Unlearning-based Neural Interpretations

Gradient-based interpretations often require an anchor point of comparison to avoid saturation in computing feature importance. We show that current baselines defined using static functions--constant mapping, averaging or blurring--inject harmful colour, texture or frequency assumptions that deviate from model behaviour. This leads to accumulation of irregular gradients, resulting in attribution maps that are biased, fragile and manipulable. Departing from the static approach, we propose UNI to compute an (un)learnable, debiased and adaptive baseline by perturbing the input towards an unlearning direction of steepest ascent. Our method discovers reliable baselines and succeeds in erasing salient features, which in turn locally smooths the high-curvature decision boundaries. Our analyses point to unlearning as a promising avenue for generating faithful, efficient and robust interpretations.

On the Stability of Iterative Retraining of Generative Models on their own Data

Deep generative models have made tremendous progress in modeling complex data, often exhibiting generation quality that surpasses a typical human's ability to discern the authenticity of samples. Undeniably, a key driver of this success is enabled by the massive amounts of web-scale data consumed by these models. Due to these models' striking performance and ease of availability, the web will inevitably be increasingly populated with synthetic content. Such a fact directly implies that future iterations of generative models must contend with the reality that their training is curated from both clean data and artificially generated data from past models. In this paper, we develop a framework to rigorously study the impact of training generative models on mixed datasets (of real and synthetic data) on their stability. We first prove the stability of iterative training under the condition that the initial generative models approximate the data distribution well enough and the proportion of clean training data (w.r.t. synthetic data) is large enough. We empirically validate our theory on both synthetic and natural images by iteratively training normalizing flows and state-of-the-art diffusion models on CIFAR10 and FFHQ.

Tackling Computational Heterogeneity in FL: A Few Theoretical Insights

The future of machine learning lies in moving data collection along with training to the edge. Federated Learning, for short FL, has been recently proposed to achieve this goal. The principle of this approach is to aggregate models learned over a large number of distributed clients, i.e., resource-constrained mobile devices that collect data from their environment, to obtain a new more general model. The latter is subsequently redistributed to clients for further training. A key feature that distinguishes federated learning from data-center-based distributed training is the inherent heterogeneity. In this work, we introduce and analyse a novel aggregation framework that allows for formalizing and tackling computational heterogeneity in federated optimization, in terms of both heterogeneous data and local updates. Proposed aggregation algorithms are extensively analyzed from a theoretical, and an experimental prospective.

Adversarial Path Planning for Optimal Camera Positioning

The use of visual sensors is flourishing, driven among others by the several applications in detection and prevention of crimes or dangerous events. While the problem of optimal camera placement for total coverage has been solved for a decade or so, that of the arrangement of cameras maximizing the recognition of objects "in-transit" is still open. The objective of this paper is to attack this problem by providing an adversarial method of proven optimality based on the resolution of Hamilton-Jacobi equations. The problem is attacked by first assuming the perspective of an adversary, i.e. computing explicitly the path minimizing the probability of detection and the quality of reconstruction. Building on this result, we introduce an optimality measure for camera configurations and perform a simulated annealing algorithm to find the optimal camera placement.

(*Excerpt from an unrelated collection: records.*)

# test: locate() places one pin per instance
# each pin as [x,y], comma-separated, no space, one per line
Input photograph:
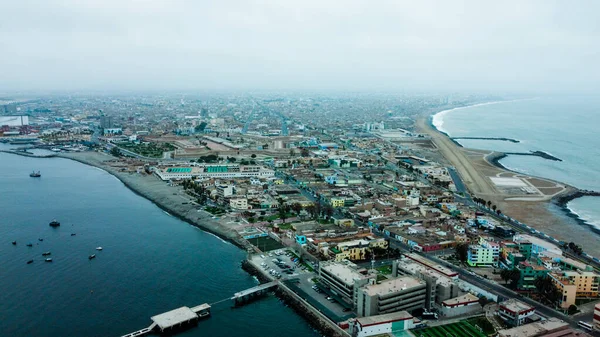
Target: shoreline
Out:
[561,200]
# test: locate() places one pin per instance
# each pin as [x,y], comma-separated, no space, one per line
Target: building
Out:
[344,279]
[528,272]
[575,284]
[404,293]
[207,171]
[460,305]
[596,322]
[381,324]
[238,203]
[514,312]
[542,328]
[483,254]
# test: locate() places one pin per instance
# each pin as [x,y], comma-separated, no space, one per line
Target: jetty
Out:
[183,317]
[244,296]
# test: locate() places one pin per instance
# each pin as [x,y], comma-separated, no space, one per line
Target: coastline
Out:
[158,197]
[560,200]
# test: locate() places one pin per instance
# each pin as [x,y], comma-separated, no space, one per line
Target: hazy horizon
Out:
[532,47]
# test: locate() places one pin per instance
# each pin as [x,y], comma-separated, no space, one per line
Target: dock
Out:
[249,294]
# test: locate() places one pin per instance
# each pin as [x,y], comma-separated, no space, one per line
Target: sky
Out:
[446,45]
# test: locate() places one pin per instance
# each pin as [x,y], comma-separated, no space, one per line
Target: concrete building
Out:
[460,305]
[381,324]
[514,312]
[344,279]
[575,284]
[226,171]
[398,294]
[483,254]
[542,328]
[596,322]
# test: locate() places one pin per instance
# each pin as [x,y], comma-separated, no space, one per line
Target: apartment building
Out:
[405,293]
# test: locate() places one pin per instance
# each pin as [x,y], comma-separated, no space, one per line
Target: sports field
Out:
[458,329]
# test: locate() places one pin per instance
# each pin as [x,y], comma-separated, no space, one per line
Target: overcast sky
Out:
[319,45]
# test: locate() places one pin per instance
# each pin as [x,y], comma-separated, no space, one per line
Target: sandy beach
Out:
[537,211]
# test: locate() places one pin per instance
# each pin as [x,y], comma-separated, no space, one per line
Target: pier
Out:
[183,317]
[241,297]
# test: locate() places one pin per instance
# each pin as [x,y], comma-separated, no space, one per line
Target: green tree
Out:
[115,152]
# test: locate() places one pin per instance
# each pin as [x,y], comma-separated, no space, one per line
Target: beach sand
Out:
[536,211]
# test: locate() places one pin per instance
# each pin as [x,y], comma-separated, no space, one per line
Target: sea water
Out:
[565,127]
[150,263]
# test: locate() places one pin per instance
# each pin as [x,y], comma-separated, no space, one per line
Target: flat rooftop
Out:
[534,329]
[385,318]
[464,299]
[174,317]
[394,285]
[515,306]
[343,272]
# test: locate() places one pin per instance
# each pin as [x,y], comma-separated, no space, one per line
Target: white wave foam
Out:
[438,119]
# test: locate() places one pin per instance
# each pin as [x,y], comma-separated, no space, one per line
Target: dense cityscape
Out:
[352,208]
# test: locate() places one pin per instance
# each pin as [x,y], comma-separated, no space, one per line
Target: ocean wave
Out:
[438,119]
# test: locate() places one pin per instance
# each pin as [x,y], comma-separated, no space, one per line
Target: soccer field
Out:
[458,329]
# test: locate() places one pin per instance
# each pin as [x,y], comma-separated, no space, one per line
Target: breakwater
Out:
[490,138]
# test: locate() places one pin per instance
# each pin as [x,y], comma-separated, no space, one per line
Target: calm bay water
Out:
[566,127]
[151,262]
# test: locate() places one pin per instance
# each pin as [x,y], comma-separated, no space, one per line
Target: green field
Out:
[265,243]
[458,329]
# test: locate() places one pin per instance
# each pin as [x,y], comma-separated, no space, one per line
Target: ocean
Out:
[151,262]
[565,127]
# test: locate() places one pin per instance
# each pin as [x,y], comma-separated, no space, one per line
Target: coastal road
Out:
[478,183]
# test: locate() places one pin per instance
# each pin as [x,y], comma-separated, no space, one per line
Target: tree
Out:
[462,252]
[115,152]
[296,207]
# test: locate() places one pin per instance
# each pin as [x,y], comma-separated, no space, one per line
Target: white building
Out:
[515,312]
[381,324]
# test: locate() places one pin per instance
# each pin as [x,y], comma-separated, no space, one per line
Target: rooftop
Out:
[515,306]
[393,285]
[534,329]
[344,271]
[174,317]
[386,318]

FedControl: When Control Theory Meets Federated Learning

To date, the most popular federated learning algorithms use coordinate-wise averaging of the model parameters. We depart from this approach by differentiating client contributions according to the performance of local learning and its evolution. The technique is inspired from control theory and its classification performance is evaluated extensively in IID framework and compared with FedAvg.

Federated Learning Aggregation: New Robust Algorithms with Guarantees

Federated Learning has been recently proposed for distributed model training at the edge. The principle of this approach is to aggregate models learned on distributed clients to obtain a new more general "average" model (FedAvg). The resulting model is then redistributed to clients for further training. To date, the most popular federated learning algorithm uses coordinate-wise averaging of the model parameters for aggregation. In this paper, we carry out a complete general mathematical convergence analysis to evaluate aggregation strategies in a federated learning framework. From this, we derive novel aggregation algorithms which are able to modify their model architecture by differentiating client contributions according to the value of their losses. Moreover, we go beyond the assumptions introduced in theory, by evaluating the performance of these strategies and by comparing them with the one of FedAvg in classification tasks in both the IID and the Non-IID framework without additional hypothesis.